Another interesting deviation from previous findings involves family socioeconomic status. Our finding that parental socioeconomic status is inversely related to prevalence, although broadly consistent with previous studies,34,35 differs in 2 important ways from earlier findings. First, previous studies largely focused on parental income, whereas we found the strongest association with education and no consistent income effect after controlling for education. Second, earlier studies documented especially high rates of disorder in the lowest socioeconomic strata (ie, living in poverty), whereas we found especially low rates at the highest socioeconomic strata (ie, parents graduated from college). Further analysis of joint education-income effects are needed to reconcile these differences.
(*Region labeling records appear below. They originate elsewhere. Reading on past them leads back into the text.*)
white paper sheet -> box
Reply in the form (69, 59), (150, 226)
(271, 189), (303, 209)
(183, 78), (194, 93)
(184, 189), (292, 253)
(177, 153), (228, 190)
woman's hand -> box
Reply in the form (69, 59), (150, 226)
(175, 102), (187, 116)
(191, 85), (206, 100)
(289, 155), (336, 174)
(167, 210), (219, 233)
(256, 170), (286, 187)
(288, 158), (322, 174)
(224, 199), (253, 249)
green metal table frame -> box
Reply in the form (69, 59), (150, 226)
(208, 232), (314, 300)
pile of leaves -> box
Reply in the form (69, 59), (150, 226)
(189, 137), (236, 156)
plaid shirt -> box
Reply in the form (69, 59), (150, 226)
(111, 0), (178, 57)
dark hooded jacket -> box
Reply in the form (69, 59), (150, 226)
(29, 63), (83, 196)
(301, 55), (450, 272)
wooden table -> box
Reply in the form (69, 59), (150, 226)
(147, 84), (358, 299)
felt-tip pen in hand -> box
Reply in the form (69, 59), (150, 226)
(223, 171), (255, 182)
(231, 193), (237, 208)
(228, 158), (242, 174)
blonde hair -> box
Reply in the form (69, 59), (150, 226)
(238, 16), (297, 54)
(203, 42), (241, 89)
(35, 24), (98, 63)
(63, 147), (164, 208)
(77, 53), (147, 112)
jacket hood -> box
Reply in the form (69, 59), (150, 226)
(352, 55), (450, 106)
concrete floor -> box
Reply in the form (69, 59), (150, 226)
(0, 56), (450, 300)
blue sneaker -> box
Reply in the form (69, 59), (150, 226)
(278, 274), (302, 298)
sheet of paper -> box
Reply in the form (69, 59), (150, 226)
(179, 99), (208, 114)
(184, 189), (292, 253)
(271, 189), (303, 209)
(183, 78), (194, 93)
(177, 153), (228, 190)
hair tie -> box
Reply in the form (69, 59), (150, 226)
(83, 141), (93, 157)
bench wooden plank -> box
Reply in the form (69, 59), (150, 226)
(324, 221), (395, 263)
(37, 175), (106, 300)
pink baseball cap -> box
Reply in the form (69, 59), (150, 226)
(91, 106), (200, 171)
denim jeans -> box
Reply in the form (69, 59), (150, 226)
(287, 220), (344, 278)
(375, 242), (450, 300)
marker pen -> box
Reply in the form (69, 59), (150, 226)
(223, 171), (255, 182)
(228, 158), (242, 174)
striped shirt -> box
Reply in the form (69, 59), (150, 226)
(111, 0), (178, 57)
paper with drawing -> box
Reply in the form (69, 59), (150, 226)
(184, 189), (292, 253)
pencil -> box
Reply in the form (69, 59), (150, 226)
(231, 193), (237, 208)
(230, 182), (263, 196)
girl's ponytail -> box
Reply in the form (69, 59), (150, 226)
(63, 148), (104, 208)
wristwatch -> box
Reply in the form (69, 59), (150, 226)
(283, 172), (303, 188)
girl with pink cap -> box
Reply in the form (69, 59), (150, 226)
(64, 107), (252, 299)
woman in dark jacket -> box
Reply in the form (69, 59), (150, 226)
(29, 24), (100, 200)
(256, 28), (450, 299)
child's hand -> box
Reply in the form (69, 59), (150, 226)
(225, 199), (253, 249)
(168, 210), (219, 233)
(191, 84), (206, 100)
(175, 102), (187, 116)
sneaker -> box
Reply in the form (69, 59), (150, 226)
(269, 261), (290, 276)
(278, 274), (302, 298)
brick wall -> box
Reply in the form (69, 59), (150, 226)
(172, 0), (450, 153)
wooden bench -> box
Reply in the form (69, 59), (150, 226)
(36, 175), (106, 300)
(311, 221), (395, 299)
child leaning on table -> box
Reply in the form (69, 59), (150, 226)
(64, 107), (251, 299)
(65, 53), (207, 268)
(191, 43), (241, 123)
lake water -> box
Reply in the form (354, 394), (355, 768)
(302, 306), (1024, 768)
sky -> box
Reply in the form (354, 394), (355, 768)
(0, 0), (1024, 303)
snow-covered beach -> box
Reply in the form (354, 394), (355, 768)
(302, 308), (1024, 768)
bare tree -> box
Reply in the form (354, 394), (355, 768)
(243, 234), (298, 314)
The strongest sociodemographic correlate was number of biological parents living with the adolescent. This is consistent with previous research,36 but the causal dynamics are unclear. Although a genetically informative design would be needed to investigate relative influences of genes and environment,37 further analyses of our data might be useful in refining understanding of component associations involving the presence and timing of parental marital disruption, single parenthood, and family stressors.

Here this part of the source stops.